Thank you for your time and consideration. I look forward to your response.

Best regards, yihong1120

zhengthomastang commented 6 months ago

Thank you for reaching out and for your keen interest in our work at the 2nd AI City Challenge Workshop in CVPR 2018. It's gratifying to know that our approach to integrating visual and semantic features for vehicle tracking and speed estimation has caught your attention. I'm more than happy to provide insights into your queries.

Robustness in Diverse Conditions: The system's performance under varying weather conditions and times of the day is a critical aspect of vehicle tracking. To maintain high accuracy, we recommend implementing dynamic thresholding and adaptive filtering techniques. These can help the system adjust to different lighting and weather conditions. Additionally, utilizing robust feature extractors that are less sensitive to environmental changes can be beneficial. Regular updates and recalibrations of the model based on recent environmental data may also be necessary.
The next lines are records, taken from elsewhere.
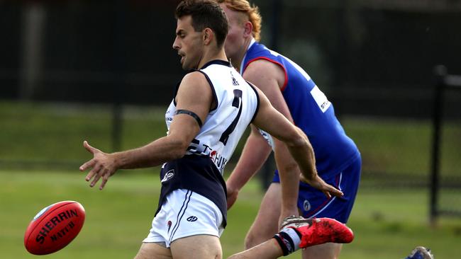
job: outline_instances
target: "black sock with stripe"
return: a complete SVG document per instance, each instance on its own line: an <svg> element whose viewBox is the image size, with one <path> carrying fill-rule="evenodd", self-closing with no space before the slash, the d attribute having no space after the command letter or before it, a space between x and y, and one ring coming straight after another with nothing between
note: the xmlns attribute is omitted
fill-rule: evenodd
<svg viewBox="0 0 461 259"><path fill-rule="evenodd" d="M284 256L299 249L301 234L294 229L287 228L282 229L280 232L274 236L274 238L277 240L279 246L280 246Z"/></svg>

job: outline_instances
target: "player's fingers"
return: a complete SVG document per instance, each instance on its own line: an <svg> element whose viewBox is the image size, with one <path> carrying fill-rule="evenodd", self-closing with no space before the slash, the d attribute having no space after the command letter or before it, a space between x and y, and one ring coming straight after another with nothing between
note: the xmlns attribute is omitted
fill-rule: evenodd
<svg viewBox="0 0 461 259"><path fill-rule="evenodd" d="M102 190L104 188L104 186L106 186L106 183L109 180L109 178L111 176L111 173L109 173L109 170L106 170L104 171L104 174L102 176L102 182L101 183L101 186L99 186L99 190Z"/></svg>
<svg viewBox="0 0 461 259"><path fill-rule="evenodd" d="M96 163L96 161L94 161L94 159L91 159L91 160L87 161L87 163L82 164L82 166L80 166L79 169L81 171L85 171L85 170L87 170L87 169L88 169L89 168L93 167L94 166L95 163Z"/></svg>
<svg viewBox="0 0 461 259"><path fill-rule="evenodd" d="M331 194L328 190L324 190L323 194L326 196L327 199L331 198Z"/></svg>
<svg viewBox="0 0 461 259"><path fill-rule="evenodd" d="M87 182L89 181L90 180L91 180L91 178L94 176L95 176L96 175L98 174L98 172L99 171L99 170L101 170L101 166L96 165L94 167L93 167L93 169L91 169L91 171L90 171L89 173L88 173L88 174L87 175L87 177L85 178L85 180Z"/></svg>
<svg viewBox="0 0 461 259"><path fill-rule="evenodd" d="M101 175L100 174L96 174L94 175L94 178L93 178L93 180L91 183L89 184L89 187L93 187L94 185L99 180L99 178L101 178Z"/></svg>
<svg viewBox="0 0 461 259"><path fill-rule="evenodd" d="M340 190L336 189L335 188L334 188L334 187L333 187L331 185L330 185L328 192L330 192L333 196L336 196L336 197L344 196L344 193L343 193L343 192L341 192Z"/></svg>

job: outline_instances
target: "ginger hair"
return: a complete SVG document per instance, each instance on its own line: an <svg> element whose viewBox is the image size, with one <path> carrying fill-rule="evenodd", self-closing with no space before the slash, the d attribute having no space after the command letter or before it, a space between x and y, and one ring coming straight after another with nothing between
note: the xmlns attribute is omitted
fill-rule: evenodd
<svg viewBox="0 0 461 259"><path fill-rule="evenodd" d="M260 14L260 10L257 6L252 6L247 0L217 0L218 4L226 4L230 10L235 11L246 15L248 21L253 25L252 35L256 41L261 40L261 21L262 18ZM245 21L240 21L243 23Z"/></svg>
Scalability to Larger Camera Networks: When scaling to a larger network of cameras, the main challenges are often related to data management and the increased computational load. To address these, efficient data streaming and processing techniques should be employed. Implementing a distributed processing system can help manage the increased data flow. It's also essential to refine the algorithms for data association to handle the complexities of a larger network while minimizing errors in vehicle identification and tracking across cameras.
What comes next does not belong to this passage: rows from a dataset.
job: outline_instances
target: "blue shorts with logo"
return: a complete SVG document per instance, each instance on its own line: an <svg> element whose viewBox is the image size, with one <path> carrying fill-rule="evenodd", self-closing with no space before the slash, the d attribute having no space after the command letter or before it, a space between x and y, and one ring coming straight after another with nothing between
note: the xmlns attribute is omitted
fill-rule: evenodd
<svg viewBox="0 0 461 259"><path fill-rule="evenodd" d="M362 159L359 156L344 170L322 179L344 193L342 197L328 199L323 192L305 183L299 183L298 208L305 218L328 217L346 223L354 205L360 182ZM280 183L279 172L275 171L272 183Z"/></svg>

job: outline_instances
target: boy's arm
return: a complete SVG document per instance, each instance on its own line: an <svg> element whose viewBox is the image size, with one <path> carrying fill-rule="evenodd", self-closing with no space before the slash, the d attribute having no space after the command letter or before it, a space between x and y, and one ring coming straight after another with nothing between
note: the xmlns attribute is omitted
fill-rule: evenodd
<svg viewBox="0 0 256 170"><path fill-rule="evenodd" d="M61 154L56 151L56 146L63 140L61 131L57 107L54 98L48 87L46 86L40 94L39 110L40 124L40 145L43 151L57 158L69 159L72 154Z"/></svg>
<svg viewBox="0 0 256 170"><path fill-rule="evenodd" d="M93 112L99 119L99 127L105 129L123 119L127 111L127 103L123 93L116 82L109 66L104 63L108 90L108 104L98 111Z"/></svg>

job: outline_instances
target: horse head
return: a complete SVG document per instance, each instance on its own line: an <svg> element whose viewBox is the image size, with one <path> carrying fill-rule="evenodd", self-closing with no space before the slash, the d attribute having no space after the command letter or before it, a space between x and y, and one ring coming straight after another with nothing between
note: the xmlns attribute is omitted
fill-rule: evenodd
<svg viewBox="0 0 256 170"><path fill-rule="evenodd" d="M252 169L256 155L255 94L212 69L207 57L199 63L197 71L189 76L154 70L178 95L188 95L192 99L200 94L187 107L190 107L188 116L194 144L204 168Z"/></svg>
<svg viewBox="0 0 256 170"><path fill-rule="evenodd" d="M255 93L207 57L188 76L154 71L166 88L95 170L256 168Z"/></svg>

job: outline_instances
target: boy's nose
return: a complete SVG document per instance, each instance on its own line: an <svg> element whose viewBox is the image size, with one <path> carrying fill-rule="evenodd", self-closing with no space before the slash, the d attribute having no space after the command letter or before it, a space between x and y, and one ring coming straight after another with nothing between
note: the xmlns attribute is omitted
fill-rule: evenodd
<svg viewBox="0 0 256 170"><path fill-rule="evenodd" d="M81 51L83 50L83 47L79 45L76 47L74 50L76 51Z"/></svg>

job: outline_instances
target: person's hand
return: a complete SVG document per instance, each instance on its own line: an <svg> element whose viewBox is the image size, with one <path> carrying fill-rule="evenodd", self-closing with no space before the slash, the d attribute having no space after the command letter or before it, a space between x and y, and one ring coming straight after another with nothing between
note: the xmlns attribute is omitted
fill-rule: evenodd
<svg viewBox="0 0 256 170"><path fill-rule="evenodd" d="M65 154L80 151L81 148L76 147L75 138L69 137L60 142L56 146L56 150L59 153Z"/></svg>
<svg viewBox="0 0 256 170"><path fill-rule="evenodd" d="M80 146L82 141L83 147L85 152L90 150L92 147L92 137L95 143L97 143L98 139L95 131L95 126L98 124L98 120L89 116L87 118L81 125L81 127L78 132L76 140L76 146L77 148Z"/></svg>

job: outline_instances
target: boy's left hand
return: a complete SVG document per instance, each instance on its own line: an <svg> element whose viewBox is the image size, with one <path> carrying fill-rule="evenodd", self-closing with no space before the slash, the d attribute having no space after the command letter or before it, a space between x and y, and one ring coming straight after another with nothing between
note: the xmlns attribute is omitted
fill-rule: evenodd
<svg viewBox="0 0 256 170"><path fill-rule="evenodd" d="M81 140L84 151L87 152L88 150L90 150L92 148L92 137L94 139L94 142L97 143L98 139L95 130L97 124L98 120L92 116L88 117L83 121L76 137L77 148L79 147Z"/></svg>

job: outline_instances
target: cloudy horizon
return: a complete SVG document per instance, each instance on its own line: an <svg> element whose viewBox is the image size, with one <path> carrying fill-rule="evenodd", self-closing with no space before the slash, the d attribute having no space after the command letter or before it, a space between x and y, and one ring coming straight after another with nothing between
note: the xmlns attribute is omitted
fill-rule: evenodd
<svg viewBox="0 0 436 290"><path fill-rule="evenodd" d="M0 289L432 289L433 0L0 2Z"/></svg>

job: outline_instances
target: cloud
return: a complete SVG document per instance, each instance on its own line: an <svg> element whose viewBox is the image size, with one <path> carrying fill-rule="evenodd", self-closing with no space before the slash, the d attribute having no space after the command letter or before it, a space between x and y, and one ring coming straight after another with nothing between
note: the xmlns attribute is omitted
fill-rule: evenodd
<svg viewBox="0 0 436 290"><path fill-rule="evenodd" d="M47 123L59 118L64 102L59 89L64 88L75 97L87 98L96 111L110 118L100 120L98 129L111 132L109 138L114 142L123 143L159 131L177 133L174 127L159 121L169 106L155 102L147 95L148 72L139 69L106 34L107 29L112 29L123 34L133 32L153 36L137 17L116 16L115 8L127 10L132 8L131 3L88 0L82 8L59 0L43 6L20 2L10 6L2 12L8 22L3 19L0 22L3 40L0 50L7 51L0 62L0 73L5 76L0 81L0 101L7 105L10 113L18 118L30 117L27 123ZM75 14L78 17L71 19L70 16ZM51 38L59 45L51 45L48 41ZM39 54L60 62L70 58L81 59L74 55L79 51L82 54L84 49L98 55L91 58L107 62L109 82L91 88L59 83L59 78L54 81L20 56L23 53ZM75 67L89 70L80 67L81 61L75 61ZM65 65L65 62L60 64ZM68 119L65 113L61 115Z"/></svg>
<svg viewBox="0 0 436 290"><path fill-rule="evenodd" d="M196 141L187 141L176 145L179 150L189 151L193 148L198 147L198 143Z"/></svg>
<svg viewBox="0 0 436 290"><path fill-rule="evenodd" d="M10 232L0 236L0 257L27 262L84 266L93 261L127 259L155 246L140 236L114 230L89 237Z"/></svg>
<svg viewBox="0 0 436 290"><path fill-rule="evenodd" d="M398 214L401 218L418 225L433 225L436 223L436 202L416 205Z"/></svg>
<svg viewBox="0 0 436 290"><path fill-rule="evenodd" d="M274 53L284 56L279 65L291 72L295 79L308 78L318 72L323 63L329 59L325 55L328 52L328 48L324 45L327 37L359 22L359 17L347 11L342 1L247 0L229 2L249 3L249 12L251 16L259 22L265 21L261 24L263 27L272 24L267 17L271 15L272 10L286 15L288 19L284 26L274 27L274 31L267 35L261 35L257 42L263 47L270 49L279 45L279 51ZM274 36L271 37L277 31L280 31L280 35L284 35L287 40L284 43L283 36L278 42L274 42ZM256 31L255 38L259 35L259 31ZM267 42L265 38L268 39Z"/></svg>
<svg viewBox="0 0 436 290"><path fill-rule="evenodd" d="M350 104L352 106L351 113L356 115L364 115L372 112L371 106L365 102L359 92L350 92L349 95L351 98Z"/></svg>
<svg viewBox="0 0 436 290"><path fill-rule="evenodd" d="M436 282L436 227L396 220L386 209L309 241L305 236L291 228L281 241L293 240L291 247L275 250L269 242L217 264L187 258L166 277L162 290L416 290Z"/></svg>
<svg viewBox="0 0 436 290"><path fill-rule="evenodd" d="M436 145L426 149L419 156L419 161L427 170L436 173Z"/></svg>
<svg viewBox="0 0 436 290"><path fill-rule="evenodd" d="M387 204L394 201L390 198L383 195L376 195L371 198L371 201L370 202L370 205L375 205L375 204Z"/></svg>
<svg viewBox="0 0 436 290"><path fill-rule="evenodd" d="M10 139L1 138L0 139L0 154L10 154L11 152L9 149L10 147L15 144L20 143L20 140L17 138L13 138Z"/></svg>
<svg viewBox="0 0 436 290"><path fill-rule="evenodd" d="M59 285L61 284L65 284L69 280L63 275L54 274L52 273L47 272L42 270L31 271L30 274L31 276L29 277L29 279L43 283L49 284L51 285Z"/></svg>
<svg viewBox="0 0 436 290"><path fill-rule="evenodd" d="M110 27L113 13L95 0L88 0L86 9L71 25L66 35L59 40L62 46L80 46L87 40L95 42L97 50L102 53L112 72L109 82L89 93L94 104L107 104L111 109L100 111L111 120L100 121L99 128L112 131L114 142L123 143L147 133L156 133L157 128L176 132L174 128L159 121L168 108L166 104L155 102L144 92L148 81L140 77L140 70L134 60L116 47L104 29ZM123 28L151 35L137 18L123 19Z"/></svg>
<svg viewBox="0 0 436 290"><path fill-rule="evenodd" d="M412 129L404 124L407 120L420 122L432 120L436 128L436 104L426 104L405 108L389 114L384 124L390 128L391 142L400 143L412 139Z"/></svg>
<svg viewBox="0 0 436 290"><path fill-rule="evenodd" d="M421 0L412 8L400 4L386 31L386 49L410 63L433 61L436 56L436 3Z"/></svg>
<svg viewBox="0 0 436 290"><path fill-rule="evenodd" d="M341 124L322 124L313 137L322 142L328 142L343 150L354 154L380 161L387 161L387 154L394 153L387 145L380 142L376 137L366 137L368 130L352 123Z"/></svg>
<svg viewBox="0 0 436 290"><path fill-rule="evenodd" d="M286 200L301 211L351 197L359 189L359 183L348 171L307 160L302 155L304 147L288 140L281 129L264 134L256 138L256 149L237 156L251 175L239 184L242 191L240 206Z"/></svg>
Real-time Processing Capabilities: The real-time processing capabilities largely depend on the hardware infrastructure and the efficiency of the algorithms used. For real-time performance, high-speed processors and GPUs are recommended. Optimizing the code for parallel processing and reducing the computational complexity of algorithms wherever possible can also enhance real-time processing capabilities.

Adaptation to Newer Models: Integrating advanced object detectors like YOLOv4 involves fine-tuning these models to work cohesively with the existing framework. This includes aligning the input-output specifications and ensuring that the new models can efficiently process the data formats used in our system. Regular updates and optimizations may be required to maintain compatibility and performance.
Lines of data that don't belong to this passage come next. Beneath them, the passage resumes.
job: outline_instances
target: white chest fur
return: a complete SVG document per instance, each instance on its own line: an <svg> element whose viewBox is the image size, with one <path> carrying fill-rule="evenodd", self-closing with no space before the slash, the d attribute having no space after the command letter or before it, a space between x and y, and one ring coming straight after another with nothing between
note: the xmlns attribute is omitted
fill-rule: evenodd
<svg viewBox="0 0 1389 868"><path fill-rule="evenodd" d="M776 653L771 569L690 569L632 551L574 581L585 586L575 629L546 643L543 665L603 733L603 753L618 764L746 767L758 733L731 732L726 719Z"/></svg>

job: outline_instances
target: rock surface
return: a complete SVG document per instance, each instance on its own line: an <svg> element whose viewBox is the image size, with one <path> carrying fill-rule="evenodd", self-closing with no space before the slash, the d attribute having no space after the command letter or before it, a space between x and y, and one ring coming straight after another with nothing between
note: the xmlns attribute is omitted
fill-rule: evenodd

Semantic Feature Enhancement: Incorporating additional semantic features could certainly enhance tracking accuracy and speed estimation. Considering elements such as vehicle behavior patterns, driver profiles, and contextual environmental data could provide a more holistic view, leading to improved performance. Integrating data from IoT devices and smart city infrastructure might also offer additional insights for more accurate tracking and analysis.

We're glad that our work could inspire your project, and we're excited about the potential advancements your adaptations might bring. Please feel free to reach out if you have further questions or need more detailed technical guidance.